# How do we rationalize ionization energies?

May 6, 2017

You speak of ionization potentials:.........

#### Explanation:

And given the definition of ionization energy:

$M \left(g\right) + {\Delta}_{1} \rightarrow {M}^{+} \left(g\right) + {e}^{-}$

${M}^{+} \left(g\right) + {\Delta}_{2} \rightarrow {M}^{2 +} \left(g\right) + {e}^{-}$

${M}^{2 +} \left(g\right) + {\Delta}_{3} \rightarrow {M}^{3 +} \left(g\right) + {e}^{-}$

From purely electrostatic grounds, would we would not expect that ${\Delta}_{3} \text{>>} {\Delta}_{2} > {\Delta}_{1}$? We should have to expend more energy to remove an electron from a doubly-positively charged system, than a from a NEUTRAL, or singly-positively charged system.
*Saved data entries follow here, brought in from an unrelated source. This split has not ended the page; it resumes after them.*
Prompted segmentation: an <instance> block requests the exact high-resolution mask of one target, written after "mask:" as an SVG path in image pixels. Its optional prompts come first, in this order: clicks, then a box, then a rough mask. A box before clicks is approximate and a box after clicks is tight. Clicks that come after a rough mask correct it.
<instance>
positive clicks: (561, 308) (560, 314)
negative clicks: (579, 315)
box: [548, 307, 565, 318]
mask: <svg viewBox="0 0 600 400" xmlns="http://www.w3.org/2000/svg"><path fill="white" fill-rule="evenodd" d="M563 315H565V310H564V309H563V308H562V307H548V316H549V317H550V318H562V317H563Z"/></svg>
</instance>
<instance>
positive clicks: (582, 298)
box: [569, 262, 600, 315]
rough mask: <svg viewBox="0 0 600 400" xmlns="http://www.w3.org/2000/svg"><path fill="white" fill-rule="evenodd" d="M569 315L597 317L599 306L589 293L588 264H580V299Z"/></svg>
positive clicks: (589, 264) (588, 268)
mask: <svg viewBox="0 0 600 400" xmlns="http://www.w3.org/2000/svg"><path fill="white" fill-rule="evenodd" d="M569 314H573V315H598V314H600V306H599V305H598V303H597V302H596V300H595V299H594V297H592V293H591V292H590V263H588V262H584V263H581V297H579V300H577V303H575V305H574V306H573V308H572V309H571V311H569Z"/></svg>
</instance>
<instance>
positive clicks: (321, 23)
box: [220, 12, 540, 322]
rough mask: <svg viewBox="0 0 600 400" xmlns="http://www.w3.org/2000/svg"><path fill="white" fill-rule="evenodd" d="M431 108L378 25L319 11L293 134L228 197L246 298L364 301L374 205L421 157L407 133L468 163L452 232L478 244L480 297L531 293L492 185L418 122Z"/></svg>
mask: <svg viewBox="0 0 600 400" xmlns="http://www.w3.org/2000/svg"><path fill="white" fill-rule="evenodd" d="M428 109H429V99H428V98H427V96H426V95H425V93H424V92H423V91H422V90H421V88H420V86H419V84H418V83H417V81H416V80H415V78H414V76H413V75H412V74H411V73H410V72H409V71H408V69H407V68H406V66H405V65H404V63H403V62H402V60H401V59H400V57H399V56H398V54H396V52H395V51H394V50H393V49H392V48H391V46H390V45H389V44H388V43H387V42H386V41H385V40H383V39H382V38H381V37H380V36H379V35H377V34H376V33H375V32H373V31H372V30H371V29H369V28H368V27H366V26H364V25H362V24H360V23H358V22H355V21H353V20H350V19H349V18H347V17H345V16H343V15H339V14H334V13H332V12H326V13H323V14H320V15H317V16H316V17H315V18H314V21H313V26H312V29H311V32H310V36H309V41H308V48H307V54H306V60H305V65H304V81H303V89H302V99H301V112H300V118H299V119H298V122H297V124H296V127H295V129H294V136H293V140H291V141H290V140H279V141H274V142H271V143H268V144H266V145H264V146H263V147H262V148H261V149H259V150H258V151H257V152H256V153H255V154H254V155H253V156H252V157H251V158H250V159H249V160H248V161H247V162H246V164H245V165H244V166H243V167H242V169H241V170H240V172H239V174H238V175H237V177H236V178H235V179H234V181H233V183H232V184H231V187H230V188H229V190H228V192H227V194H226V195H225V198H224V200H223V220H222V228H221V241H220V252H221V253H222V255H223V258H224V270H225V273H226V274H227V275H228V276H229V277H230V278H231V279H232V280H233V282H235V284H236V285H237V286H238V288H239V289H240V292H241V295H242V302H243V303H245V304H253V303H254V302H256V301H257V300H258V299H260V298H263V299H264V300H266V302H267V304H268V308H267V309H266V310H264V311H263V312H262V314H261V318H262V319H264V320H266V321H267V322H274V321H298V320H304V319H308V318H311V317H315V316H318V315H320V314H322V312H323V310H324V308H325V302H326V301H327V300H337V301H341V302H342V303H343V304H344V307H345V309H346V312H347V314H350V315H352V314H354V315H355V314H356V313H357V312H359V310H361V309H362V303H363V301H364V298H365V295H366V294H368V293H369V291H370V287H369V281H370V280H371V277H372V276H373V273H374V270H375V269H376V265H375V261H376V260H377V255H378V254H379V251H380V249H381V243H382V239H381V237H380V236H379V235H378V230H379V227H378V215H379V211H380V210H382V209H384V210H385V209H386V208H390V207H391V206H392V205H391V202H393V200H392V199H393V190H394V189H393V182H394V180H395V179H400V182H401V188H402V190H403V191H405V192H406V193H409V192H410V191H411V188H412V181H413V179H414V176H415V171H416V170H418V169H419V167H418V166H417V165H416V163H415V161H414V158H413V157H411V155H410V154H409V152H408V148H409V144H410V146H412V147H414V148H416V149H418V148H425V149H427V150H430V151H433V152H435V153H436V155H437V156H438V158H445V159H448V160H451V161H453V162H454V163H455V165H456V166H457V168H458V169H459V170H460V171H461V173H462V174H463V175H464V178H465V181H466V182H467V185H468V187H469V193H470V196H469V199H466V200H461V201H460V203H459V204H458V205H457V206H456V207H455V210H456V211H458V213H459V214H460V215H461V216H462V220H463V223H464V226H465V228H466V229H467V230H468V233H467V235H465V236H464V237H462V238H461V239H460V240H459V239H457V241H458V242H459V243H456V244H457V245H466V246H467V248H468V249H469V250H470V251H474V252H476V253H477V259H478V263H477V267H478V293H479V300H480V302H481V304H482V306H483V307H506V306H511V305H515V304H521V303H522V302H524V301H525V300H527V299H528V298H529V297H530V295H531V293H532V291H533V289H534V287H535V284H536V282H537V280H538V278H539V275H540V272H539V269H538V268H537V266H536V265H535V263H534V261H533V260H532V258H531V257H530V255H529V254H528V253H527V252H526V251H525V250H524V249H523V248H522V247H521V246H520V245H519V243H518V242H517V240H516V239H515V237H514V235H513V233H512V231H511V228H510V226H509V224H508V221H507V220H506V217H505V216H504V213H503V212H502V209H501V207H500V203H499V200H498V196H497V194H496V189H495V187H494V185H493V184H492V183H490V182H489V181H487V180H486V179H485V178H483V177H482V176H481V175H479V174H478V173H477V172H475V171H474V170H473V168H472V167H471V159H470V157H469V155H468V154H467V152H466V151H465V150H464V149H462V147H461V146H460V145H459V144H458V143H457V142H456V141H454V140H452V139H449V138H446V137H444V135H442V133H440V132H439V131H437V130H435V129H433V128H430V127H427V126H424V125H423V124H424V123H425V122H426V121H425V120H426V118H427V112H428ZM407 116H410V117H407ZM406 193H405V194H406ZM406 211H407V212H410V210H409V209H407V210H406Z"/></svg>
But these ionization energies ALSO reflect the electronic structure of the atom. Successive ionization enthalpies may require the removal of an electron from a non-valence shell, and thus the energy should be disproportionately high. The third ionization energy of magnesium, (say), requires the removal of an INNER, non-valence shell electron.

As chemists, as physical scientists, we should examine the data.

Why is the second ionization energy of sodium metal so disproportionately high? Why is the third ionization energy of magnesium metal so disproportionately high? And the yellow hatchings fairly dramatically represent the EXTRA energy required for ionization of an inner shell, non-valence electron. Of course, our understanding and conceptualization of electronic structure draws from these data.